What we're looking for in a data integration tool
By Osma on Wednesday 27 May 2009, 20:05 - Permalink
As our data warehousing process grows and the workflows get more complex, we've revisited the question of what tools to use in this process. Out of curiosity, I had a look at basing such a process on Hadoop/Hive for scalability reasons, but the lack of mature tools and the sacrifices on efficiency that would entail meant we're better off using something else as long as a distributed processing platform is the only thing that can get the job done. I'm also curious about the transition to continuous integration, a model I noticed showing up a couple of years ago and now getting some air under its wings as CEP, IBM's Infosphere Streams, and other similar approaches. Still, I think I'll continue to rely on something else for a while and see how things shake out. Continuous integration clearly is the future, but there are many ways to get there.
So, we had a look at what's going on in the Open Source data integration field. It seems the leaders in that field are Pentaho with Kettle/Pentaho Data Integration, and Talend with Open Studio and Talend Integration Suite. Both seem pretty even in terms of features. Both companies are a bit difficult to approach as a potential customer, so I figured I should also try what would come up from the OSS approach of just posting my thoughts on the Interweb ;)
Besides the technical pilot implementations we've made to compare basic workflow of the various tools, below is a sample of the kind of questions we're considering when evaluating the suitability of the tools.
Product roadmap, release schedule and size of the development team
- How often and of what scope of changes should we expect and prepare ourselves for platform upgrades?
- Past track record on keeping to a regular updates schedule
Data lineage and dependency, Impact analysis
- How to find out which tables are being used to for deriving DWH dimensions and facts?
Logging, auditing, monitoring on row and job level
- How to monitor and archive workflows on a row level (amount of rows being inserted/updated/deleted)?
- How to maintain, access and query a job execution history (start time/end time/return code)?
Version control
- How to track and restore changes in jobs?
Multi-user environment
- How can several developers work together?
Change Data Capture
- How to assist incremental loads?
Data profiling
- How can data source be examined?
Job recovery
- How to recover from possible failures in jobs (such as lost database connection)?
Deploy jobs
- How to move jobs from one repository to another (development to testing to production)?
Comments
Why limit yourself to these features when doing an evaluation? Why not go for the full blown list of 38 subsystems as defined by Ralph Kimball himself?

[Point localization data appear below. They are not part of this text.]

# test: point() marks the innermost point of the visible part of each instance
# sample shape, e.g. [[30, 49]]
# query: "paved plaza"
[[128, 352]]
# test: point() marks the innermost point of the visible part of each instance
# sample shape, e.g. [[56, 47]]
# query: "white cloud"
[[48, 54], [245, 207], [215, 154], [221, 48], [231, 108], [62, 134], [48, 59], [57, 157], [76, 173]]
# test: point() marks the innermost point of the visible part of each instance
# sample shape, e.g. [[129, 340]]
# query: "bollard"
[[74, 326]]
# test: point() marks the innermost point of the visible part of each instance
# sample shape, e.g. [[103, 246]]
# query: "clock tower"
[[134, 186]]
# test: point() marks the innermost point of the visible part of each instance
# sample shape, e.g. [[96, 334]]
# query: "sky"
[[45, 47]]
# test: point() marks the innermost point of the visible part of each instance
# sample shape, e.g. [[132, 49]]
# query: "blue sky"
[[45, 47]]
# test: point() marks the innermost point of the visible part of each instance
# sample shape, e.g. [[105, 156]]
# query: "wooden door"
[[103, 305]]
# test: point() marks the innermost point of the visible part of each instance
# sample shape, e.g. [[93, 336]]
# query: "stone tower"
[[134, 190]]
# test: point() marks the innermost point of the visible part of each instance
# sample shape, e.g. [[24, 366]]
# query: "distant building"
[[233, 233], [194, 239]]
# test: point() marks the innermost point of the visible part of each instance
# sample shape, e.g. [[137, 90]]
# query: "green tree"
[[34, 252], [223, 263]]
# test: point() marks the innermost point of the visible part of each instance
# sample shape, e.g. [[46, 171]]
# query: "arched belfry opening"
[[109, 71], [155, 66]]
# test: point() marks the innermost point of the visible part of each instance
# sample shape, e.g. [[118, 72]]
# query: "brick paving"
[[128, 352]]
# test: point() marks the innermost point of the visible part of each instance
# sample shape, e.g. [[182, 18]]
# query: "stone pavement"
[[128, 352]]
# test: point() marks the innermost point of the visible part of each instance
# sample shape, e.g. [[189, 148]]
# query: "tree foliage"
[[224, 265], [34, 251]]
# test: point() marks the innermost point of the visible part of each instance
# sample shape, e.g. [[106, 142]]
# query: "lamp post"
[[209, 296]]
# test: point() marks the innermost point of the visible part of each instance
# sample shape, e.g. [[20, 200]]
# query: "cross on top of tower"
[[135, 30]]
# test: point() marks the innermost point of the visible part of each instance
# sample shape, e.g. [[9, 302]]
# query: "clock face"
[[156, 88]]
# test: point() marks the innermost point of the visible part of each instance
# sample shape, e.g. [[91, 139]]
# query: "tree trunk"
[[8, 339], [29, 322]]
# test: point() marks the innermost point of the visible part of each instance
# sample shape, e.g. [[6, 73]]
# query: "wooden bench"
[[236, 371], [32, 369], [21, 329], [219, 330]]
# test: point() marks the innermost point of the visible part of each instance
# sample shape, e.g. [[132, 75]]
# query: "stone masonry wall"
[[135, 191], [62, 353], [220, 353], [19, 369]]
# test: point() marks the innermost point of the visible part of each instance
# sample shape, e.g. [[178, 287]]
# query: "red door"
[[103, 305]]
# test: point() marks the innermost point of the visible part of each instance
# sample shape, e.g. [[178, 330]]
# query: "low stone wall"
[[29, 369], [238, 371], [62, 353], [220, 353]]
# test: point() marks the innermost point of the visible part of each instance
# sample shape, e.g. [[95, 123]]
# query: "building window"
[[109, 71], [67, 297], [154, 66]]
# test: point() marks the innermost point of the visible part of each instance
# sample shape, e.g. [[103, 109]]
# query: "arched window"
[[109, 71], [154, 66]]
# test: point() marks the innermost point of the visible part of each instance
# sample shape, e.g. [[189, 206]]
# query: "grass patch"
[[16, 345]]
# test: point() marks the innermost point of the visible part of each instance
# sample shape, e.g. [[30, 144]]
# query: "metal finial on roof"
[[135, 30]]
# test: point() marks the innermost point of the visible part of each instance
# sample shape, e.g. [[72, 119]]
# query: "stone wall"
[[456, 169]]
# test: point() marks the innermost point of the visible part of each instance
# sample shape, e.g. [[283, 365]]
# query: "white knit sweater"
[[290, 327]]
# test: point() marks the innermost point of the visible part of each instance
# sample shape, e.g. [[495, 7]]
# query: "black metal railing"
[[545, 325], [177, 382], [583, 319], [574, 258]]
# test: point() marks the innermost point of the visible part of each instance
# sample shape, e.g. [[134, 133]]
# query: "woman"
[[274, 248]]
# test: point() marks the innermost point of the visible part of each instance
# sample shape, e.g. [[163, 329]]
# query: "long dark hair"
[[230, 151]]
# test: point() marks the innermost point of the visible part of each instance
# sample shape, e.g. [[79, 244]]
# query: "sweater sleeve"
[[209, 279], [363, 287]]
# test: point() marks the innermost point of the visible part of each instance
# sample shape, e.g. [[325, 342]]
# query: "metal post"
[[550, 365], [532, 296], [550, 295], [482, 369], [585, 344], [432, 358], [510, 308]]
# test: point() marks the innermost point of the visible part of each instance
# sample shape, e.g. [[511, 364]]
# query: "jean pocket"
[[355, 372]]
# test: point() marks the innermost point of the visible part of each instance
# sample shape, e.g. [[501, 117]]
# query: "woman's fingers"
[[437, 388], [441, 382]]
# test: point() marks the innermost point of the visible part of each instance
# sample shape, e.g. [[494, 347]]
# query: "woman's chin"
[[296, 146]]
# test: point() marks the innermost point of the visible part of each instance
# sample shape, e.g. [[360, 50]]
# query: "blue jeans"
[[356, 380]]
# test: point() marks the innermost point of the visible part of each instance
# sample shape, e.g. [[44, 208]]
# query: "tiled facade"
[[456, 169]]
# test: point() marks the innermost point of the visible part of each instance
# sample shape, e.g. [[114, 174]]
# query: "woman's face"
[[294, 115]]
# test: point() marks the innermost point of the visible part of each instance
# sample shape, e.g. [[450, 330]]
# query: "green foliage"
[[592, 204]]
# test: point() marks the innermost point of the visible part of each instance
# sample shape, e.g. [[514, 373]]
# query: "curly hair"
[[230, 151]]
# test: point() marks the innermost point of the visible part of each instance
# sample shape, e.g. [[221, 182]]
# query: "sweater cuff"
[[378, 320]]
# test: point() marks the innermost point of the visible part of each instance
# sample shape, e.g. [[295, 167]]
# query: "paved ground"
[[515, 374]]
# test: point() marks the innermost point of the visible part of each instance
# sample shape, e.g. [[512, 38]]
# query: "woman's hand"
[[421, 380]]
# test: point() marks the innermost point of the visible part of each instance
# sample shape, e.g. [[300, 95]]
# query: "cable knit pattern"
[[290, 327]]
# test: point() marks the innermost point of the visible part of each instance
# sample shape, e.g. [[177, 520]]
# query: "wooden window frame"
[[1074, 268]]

http://www.intelligententerprise.co...
The question was non-rhetorical. I guess what is comes down to is that there is always a price to pay for all those extra features in terms of complexity, monetary value, setup time, learning, etc.
Pentaho data integration is quite busy filling in the gap with work started on most of the items you listed with the exception probably of Change Data Capture (It's a methodology, not a feature) but even there we have plans to do continuous integration with 3rd party tools. The great care that we take in the process is making sure that most (if not all) of the new features remain optional and that complexity stays low. As far as pricing is concerned, *anything* is cheaper than the classical closed source vendors. That is *especially* the case if you add up the price for all these extras. I guess that explains why a lot of customers choose to simply check in their PDI transformations and jobs in their own version control system (like open source Subversion). Or why they would use a third party (open or closed source) profiling tool on the side. (it's only mildly related to ETL anyway) Hybrid solutions can mean a lot of cost savings.
Another important question to answer is that of relative importance of the features you listed:
- How important is the feature (nice-to-have or critical)?
- How much money can you spend on it and still have a ROI?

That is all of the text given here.